Rami Malek, der seine erste grosse Filmrolle spielt, bestand die Herausforderungen des anspruchsvollen Drehs und ist mit dem Resultat zufrieden: «Dieser Film hat einen Mann aus mir gemacht», fasst er die Erfahrung tief durchatmend für sich zusammen. «Ich bin stolz auf mich, wie ich mich durch all die tumultösen Zeiten verhalten habe. Da ich so gut vorbereitet war, wusste ich, was ich zu tun hatte und wenn ich nicht mehr weiterwusste, fragte ich mich, was Freddie jetzt machen würde. Das half mir durch die schlimmste Zeit.»

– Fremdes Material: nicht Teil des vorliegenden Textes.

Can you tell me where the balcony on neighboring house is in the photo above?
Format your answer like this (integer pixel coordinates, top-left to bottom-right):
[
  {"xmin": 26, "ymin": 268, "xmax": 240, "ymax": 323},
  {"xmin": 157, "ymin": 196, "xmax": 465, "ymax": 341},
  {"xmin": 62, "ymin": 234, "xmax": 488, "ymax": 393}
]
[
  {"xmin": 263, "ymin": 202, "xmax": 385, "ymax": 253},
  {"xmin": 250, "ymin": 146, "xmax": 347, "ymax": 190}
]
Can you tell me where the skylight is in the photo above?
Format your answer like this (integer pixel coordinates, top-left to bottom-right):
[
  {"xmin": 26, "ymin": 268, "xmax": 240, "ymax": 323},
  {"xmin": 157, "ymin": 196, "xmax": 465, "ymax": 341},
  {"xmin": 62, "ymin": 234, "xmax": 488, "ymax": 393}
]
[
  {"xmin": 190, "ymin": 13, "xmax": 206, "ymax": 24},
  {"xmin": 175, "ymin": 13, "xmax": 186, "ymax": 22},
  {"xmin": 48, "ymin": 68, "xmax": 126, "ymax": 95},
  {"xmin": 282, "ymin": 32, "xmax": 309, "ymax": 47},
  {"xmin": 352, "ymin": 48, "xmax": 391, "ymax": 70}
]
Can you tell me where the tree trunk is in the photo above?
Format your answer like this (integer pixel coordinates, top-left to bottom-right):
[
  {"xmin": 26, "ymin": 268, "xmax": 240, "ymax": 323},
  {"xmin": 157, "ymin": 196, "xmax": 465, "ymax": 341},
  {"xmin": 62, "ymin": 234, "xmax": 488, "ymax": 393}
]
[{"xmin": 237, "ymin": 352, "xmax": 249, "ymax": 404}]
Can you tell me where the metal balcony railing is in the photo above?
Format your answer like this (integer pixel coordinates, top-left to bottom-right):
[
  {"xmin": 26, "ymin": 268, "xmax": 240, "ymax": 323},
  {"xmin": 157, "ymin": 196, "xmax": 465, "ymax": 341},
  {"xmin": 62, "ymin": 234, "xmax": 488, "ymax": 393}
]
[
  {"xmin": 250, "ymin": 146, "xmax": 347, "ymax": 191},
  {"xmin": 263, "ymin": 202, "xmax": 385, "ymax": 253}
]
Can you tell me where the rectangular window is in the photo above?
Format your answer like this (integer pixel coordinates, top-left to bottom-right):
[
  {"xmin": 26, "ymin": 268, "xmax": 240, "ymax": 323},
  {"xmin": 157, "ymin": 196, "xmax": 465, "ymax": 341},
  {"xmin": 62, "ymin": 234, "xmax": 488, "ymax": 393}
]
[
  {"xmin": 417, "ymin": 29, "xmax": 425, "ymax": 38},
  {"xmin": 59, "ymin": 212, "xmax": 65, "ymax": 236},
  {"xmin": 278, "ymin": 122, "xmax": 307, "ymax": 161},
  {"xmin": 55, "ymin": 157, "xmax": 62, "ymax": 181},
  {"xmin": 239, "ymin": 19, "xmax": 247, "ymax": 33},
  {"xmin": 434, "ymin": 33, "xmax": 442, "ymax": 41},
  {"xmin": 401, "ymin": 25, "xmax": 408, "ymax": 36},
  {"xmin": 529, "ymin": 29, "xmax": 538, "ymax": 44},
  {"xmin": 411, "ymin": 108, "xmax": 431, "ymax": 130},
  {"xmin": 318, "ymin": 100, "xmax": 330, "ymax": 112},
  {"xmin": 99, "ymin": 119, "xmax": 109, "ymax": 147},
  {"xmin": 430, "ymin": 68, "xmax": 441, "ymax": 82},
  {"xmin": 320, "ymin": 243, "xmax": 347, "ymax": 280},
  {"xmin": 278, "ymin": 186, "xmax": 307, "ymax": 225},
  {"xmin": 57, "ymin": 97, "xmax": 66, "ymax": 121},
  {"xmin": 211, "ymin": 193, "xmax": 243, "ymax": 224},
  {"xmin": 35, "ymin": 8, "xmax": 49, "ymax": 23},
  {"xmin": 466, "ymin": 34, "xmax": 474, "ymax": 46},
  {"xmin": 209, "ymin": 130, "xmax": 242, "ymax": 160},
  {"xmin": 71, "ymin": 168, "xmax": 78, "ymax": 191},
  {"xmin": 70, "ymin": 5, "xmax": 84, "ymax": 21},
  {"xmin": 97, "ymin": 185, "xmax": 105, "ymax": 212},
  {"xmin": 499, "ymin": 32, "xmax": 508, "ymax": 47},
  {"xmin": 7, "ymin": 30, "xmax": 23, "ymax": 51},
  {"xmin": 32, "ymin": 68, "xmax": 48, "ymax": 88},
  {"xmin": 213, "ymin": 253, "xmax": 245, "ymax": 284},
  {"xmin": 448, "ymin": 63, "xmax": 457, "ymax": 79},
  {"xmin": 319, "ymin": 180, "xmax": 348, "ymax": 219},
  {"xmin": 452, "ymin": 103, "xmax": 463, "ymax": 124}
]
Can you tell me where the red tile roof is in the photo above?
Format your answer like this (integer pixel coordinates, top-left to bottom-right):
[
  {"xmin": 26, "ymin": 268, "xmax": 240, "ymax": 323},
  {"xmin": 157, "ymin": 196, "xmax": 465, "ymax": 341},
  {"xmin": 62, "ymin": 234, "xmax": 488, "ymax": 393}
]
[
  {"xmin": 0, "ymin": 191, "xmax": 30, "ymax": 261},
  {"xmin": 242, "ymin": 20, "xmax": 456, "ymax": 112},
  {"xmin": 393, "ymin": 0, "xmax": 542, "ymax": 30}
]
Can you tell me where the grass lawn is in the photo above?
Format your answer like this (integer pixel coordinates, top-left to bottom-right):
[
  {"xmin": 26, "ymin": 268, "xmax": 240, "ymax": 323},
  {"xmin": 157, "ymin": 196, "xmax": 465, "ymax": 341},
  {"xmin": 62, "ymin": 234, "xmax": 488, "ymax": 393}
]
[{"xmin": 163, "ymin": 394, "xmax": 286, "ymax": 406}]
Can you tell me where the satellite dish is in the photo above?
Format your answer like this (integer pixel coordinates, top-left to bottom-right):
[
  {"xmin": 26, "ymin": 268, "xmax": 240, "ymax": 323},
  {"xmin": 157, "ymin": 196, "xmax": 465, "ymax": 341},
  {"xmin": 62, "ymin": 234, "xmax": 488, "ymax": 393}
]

«Bohemian Rhapsody» ist das Tohuwabohu hinter den Kulissen nicht wirklich anzumerken: Der Film funktioniert als Band-Geschichte mit einer besonders schillernden Figur im Zentrum, einfühlsam gespielt (und teilweise mitgesungen) von Rami Malek. Als Regisseur wird Bryan Singer allein aufgeführt. Dexter Fletcher wird seinen Rockstar-Ruhm nächstes Jahr ernten dürfen: Mit seiner Elton-John-Biografie «Rocketman».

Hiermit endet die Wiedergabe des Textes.